You know, basic camp stuff.
In retrospect, what strikes me as most amusing about these demands is not how insane I was in making them but how naive I was in thinking I would get the support I sought. If my experience with Bea had taught me anything, it should have been that families helping children with their weight have to rely on themselves to get the job done. Schools, camps, restaurants, and other parents don’t have the time, interest, or motivation to understand and adhere to such carefully outlined plans.

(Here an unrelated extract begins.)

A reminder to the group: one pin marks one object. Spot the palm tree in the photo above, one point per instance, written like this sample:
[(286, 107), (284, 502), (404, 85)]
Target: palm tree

When we arrived at camp to drop Bea off, I was still trying to build the support system that had failed to materialize in advance. I identified a counselor who would be Bea’s nutrition buddy. While the nurse was performing the perfunctory lice check on Bea, I inquired about how I’d go about having her weigh in every week. When no one could produce the cafeteria menu, I paid a friendly visit to the kitchen myself and asked for it. Told it wasn’t yet ready for distribution, I requested a viewing of the document in progress, and photographed it with my cell phone so I could look up nutrition information back at home.